American actor (born 1956/57)

C. J. Graham is an American actor who became known for playing Jason Voorhees in the sixth installment of the Friday the 13th film series, Friday the 13th Part VI: Jason Lives.

==Early life and career==
Graham was born in Seattle, Washington. He served in the U.S. Army from 1974 to 1978, near the end of the Vietnam War.

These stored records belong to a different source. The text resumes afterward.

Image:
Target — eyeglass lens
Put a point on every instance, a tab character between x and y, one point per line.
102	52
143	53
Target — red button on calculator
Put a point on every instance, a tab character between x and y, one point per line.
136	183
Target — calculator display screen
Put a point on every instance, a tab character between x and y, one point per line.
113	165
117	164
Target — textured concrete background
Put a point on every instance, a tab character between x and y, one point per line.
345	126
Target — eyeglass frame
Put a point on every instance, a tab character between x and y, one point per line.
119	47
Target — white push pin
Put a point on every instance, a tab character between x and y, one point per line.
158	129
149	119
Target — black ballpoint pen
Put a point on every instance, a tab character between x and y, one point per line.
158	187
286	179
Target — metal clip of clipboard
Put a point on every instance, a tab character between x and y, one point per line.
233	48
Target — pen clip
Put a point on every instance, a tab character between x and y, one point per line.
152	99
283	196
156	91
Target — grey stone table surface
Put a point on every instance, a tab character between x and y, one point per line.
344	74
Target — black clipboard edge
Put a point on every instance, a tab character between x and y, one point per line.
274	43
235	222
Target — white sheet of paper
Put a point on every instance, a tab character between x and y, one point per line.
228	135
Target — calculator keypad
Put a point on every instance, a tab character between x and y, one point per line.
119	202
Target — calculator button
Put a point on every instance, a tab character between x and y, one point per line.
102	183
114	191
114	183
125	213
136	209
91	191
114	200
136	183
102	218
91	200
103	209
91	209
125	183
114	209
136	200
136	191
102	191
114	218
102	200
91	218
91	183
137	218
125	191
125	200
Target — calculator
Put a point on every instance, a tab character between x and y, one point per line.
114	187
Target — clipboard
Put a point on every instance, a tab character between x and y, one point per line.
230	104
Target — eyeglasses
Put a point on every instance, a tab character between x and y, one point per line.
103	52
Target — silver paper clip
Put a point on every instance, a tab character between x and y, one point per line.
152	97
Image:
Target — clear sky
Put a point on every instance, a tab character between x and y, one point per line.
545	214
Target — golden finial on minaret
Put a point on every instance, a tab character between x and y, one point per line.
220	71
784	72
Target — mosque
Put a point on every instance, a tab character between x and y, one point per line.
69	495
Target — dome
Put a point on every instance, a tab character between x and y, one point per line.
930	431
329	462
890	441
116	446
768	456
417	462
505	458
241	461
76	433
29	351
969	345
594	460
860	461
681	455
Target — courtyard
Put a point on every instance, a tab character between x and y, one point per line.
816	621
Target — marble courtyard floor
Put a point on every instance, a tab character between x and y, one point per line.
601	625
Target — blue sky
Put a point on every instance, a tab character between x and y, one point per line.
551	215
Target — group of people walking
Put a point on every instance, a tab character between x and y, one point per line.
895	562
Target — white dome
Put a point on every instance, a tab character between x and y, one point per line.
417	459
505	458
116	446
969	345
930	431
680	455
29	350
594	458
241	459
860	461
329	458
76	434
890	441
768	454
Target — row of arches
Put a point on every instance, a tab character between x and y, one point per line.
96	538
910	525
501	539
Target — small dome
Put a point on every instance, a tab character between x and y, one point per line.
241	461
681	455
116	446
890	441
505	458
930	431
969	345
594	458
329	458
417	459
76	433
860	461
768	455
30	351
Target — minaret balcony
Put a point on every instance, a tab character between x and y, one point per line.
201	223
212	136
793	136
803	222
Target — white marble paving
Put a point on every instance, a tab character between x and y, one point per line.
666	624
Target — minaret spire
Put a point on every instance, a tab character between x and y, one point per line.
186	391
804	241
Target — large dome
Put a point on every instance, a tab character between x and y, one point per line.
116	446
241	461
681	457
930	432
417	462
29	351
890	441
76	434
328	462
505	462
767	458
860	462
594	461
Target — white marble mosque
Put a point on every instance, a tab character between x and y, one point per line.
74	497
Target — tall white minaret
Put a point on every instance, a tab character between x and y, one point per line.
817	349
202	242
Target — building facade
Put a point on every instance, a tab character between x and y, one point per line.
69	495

A 6'3" former nightclub owner, Graham was spotted as a potential Jason Voorhees for Friday the 13th Part VI: Jason Lives when playing Jason in a night club act. Impressing those casting for the film, who were already in search of a new Jason as then actor Dan Bradley was considered not imposing or threatening enough, C. J. Graham landed the role. He went on to play Jason in all movie scenes and stunts besides the Paintball scene which had already been filmed with Bradley and the opening graveyard scene which was played by Christopher Swift. Graham reprised this role in the video for Alice Cooper's "He's Back (The Man Behind the Mask)", which was written for and featured in the film blending footage straight from the movie as well as original footage.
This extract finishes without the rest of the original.